Pacing nonstop, especially while listening to music
An inability to relate to peers
Relating to fictional characters more than your peers
You want to do something? Too bad. You’ll think about how much you want to do something while in bed not doing anything. You will continue to do nothing for hours.
Alcohol? Yeah, that’s your best friend now
Wanting to have friends and interact with them while simultaneously wanting to isolate yourself
A slight inconvenience? More like: time to commit suicide
Oh, what’s that? Drugs? Or more specifically, a way to overcome your dissociation and feel something? Great! Or alternatively… maybe you’ll feel nothing to combat your intense emotions!

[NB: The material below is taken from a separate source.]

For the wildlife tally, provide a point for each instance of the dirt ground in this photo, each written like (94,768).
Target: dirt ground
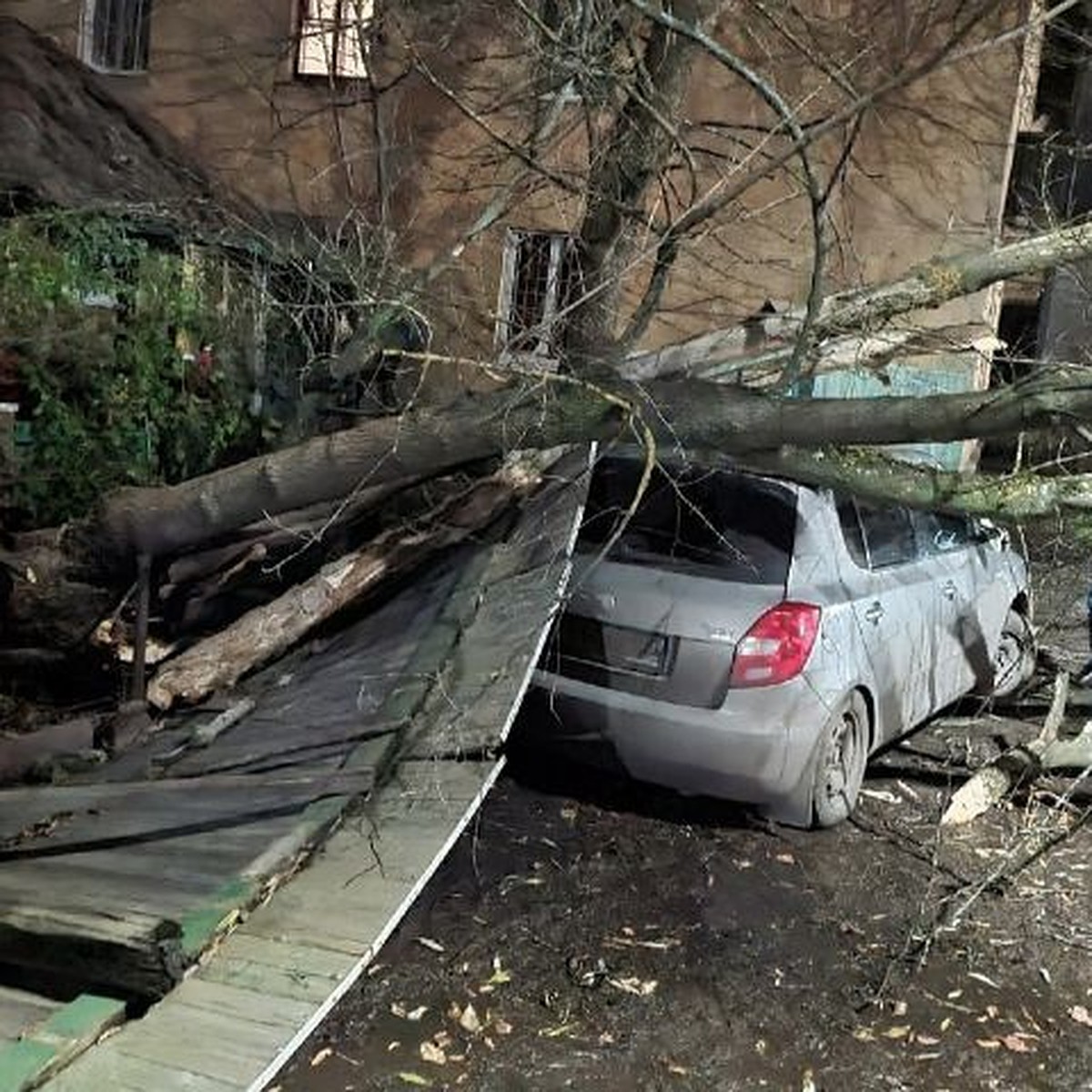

Repeating the same actions over and over to comfort yourself (rocking back and forth, drawing the same drawing over and over, researching something for hours, taking multiple baths or showers in one night)
Candles? They’re magical
Overthinking every little thing. Overthinking every little action, unable to stop thinking about that action at night
Original characters? Did you mean: the embodiment of my mental illnesses?
Afraid to ask questions because you have a fear of rejection or you fear a negative response
What did you just hear? Nothing? Something? Singing? Crying? Ringing? I swear I heard something!
The internet? That’s your only source of happiness
You sleep too much or not eough
Can I trust my own thoughts?
I must please everyone and if I don’t I’m a horrible person!
“No” isn’t in my vocabulary. Yes, of course I can do what you want! No matter how it inconveniences me!
Music is your savior
It’s cold outside? Below freezing? Too bad, all I wear is shorts and t-shirts in public and I don’t feel bad.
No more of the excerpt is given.